Fidel Castro resigns as Cuban president

From Wikinews, the free news source you can write!
Jump to navigation Jump to search

Tuesday, February 19, 2008 File:Fidel Castro 102006.jpg

Fidel Castro in October 2006.
(Image missing from Commons: image; log)

Fidel Castro, the Cuban president who seized power in a 1959 revolution, has stated in a quote in Cuba's state-run newspaper Granma that when the National Assembly of Cuba meets on February 24 he "will not aspire to or accept... the positions of President of Council of State and Commander in Chief."

81-year-old Castro handed over control to his 76-year-old brother Raúl when he underwent surgery in July 2006. "It would betray my conscience to take up a responsibility that requires mobility and total devotion, that I am not in a physical condition to offer," Castro explained.

United States President George W. Bush said, "I believe that the change from Fidel Castro ought to begin a period of democratic transition." Although, John Negroponte, Deputy Secretary of State, said that this does not mean that the 1962 trade embargo will be lifted "any time soon."

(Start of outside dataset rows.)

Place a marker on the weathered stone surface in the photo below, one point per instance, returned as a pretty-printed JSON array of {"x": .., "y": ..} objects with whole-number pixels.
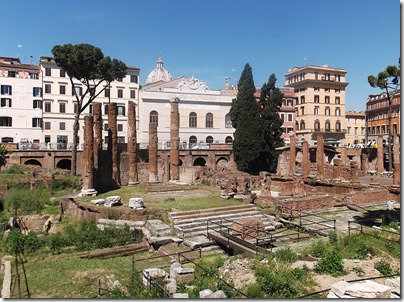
[
  {"x": 248, "y": 228},
  {"x": 136, "y": 203},
  {"x": 368, "y": 289},
  {"x": 204, "y": 293}
]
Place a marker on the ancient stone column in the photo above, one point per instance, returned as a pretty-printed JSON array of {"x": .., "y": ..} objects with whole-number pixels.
[
  {"x": 306, "y": 159},
  {"x": 174, "y": 140},
  {"x": 153, "y": 177},
  {"x": 113, "y": 140},
  {"x": 132, "y": 144},
  {"x": 292, "y": 164},
  {"x": 396, "y": 161},
  {"x": 336, "y": 171},
  {"x": 88, "y": 158},
  {"x": 354, "y": 172},
  {"x": 320, "y": 156},
  {"x": 97, "y": 141},
  {"x": 380, "y": 155}
]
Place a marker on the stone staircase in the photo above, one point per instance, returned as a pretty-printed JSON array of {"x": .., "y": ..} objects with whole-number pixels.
[{"x": 188, "y": 224}]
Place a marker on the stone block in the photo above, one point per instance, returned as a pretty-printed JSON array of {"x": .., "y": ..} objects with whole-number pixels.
[{"x": 368, "y": 290}]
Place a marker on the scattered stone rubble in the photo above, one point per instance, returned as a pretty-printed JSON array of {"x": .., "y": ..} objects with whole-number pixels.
[{"x": 367, "y": 289}]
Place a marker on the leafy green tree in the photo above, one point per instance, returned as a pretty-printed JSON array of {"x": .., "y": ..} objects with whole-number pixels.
[
  {"x": 87, "y": 64},
  {"x": 244, "y": 114},
  {"x": 384, "y": 80},
  {"x": 270, "y": 121},
  {"x": 3, "y": 153}
]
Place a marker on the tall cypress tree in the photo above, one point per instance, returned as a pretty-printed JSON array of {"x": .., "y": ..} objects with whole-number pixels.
[
  {"x": 244, "y": 114},
  {"x": 270, "y": 121}
]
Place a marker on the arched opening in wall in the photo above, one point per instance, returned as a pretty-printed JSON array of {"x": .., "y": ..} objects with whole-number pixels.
[
  {"x": 65, "y": 164},
  {"x": 229, "y": 140},
  {"x": 200, "y": 162},
  {"x": 221, "y": 163},
  {"x": 33, "y": 162},
  {"x": 192, "y": 141}
]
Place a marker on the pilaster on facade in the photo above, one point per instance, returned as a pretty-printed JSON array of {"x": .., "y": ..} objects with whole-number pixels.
[
  {"x": 60, "y": 104},
  {"x": 20, "y": 103},
  {"x": 320, "y": 102}
]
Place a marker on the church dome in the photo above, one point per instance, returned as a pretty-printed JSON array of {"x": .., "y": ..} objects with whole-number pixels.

European Union said that it hopes to improve relations with Cuba, which were almost at a standstill under Castro. Spokesperson John Clancy said the EU is willing to engage with Cuba in constructive dialogue to foster a peaceful transition to pluralistic democracy in Cuba.

China said it will maintain its current cooperation with Cuba and termed Fidel Castro an old friend. A spokesperson for the foreign ministry of Vietnam similarly praised Castro as a great friend and comrade.

BBC reports that Raúl Castro is seen by analysts as the likely choice as successor by the National Assembly, though some see 56-year-old Carlos Lage Dávila as potential candidate. Lage is currently Vice-President and Executive Secretary of the Council of Ministers.

The decision is scheduled for February 24, 2008.